Sivan Rahav Meir
“Hola Sivan, mi nombre es Yejiel, estamos sentados en duelo por el fallecimiento de mi abuela, Sultana bat Jatun, y queremos compartir algo. Quizás tú también tuviste una abuela así:
En el versículo de esta semana, Esaú, el malvado, le dice a Jacob: ‘Tengo mucho’. Ésta es su actitud hacia su riqueza y sus posesiones: tiene y mucho. Jacob, nuestro patriarca responde: ‘Tengo todo’. Es decir, lo tengo todo, no necesito más, y además agrega: ‘Por favor, acepta mi presente’.
Nuestros comentaristas preguntan: ¿Quién tiene más, Jacob o Esaú? Puede ser que Esaú tenga más posesiones, pero está inquieto, constantemente quiere conseguir más. Por otro lado, Jacob puede tener menos, pero siente que lo tiene todo.
Jacob nuestro patriarca sabe que el dinero es el medio y no el fin. Trabaja duro y se gana la vida, pero sabe lo que es más importante y no se confunde: los hijos, la familia, la Tierra de Israel, el pueblo de Israel, la Torá, la bondad. Esto es lo principal, el dinero es sólo la herramienta. Su carrera por el éxito no es por el éxito material.
La abuela Sultana era así. Como Jacob, ella también emigró a la Tierra de Israel, a una cabaña en Beit Shean, y al principio no tenía nada. Con gran esfuerzo, junto con el difunto abuelo Yahya, trabajó sin cesar, crio una familia con orgullo, estableció una sinagoga, tuvo el privilegio de inaugurar un nuevo rollo de la Torá, donó a los necesitados, nunca dejó de ayudar a los demás y de hacer Mitzvot y buenas obras.

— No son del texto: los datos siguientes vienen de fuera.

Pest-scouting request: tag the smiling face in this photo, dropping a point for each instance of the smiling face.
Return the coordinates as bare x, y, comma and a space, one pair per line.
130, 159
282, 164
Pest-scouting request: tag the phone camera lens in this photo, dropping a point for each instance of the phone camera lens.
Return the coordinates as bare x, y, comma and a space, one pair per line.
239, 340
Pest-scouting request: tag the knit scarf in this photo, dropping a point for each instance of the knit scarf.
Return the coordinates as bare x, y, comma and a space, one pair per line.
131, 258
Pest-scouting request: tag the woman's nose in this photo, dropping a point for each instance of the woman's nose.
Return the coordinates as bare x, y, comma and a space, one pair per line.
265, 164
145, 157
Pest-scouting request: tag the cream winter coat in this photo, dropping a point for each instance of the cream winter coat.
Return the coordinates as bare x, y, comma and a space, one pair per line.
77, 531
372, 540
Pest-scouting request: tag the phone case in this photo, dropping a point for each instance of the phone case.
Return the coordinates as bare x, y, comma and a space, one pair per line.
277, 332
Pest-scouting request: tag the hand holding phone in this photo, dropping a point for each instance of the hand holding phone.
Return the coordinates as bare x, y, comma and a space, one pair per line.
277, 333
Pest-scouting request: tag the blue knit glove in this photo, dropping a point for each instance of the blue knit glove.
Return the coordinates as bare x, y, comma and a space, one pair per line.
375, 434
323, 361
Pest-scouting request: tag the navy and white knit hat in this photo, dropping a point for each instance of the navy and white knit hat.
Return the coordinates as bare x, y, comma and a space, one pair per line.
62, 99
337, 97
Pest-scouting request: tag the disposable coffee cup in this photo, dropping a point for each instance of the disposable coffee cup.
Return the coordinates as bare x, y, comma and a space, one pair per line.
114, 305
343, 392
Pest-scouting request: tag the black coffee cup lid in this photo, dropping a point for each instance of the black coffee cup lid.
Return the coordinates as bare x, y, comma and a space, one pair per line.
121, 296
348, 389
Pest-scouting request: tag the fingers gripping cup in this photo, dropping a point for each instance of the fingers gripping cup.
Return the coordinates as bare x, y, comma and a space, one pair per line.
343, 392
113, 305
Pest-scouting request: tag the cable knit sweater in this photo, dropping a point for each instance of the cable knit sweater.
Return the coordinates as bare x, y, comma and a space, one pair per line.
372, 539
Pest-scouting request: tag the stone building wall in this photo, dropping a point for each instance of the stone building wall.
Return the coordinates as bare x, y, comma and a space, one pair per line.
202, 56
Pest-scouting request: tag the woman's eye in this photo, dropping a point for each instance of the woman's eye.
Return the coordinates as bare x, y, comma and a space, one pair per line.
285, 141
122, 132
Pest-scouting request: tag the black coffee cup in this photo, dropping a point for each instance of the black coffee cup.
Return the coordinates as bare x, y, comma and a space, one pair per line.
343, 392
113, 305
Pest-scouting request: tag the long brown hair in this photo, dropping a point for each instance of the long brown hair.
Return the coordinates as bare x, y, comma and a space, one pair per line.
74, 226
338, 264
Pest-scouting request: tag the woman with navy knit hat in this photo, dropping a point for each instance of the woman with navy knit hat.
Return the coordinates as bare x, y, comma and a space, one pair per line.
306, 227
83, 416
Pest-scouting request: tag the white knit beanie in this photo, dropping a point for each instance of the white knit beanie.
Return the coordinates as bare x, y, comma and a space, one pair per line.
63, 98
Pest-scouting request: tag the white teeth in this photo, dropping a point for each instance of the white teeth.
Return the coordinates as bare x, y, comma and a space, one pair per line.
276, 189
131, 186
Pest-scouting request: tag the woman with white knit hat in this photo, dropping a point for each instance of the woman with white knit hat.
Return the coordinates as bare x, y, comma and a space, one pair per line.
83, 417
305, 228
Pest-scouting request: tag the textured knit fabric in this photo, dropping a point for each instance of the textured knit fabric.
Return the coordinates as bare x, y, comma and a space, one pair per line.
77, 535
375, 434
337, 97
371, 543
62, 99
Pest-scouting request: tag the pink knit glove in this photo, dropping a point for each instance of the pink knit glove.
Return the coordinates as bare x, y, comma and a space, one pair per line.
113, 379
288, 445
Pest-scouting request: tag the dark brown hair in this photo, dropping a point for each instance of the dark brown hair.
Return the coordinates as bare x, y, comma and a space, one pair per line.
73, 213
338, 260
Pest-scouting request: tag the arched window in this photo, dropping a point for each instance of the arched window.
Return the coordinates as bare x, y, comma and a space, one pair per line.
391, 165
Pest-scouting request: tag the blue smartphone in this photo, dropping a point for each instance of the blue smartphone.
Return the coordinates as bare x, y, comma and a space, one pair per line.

Como nieto, lo que la hacía sentir la abuela más feliz del mundo era cuando comía en su casa y estaba satisfecho, y si además dormía un poco y descansaba, entonces, ella se sentía en la cima del mundo.
Puede ser que el mundo avanza a carrera en competitividad, pero la querida abuela Sultana se despertaba cada mañana con el mismo sentir de Jacob, nuestro patriarca: lo tengo todo. Y ella siempre levantaba los ojos al Cielo y decía: Gracias por todo lo que me diste.
Que tengamos el mérito de apreciar esta generación y aprendamos de ella,
Yejiel,
su nieto más querido en el mundo, que ahora entiende que todos sentían lo mismo”.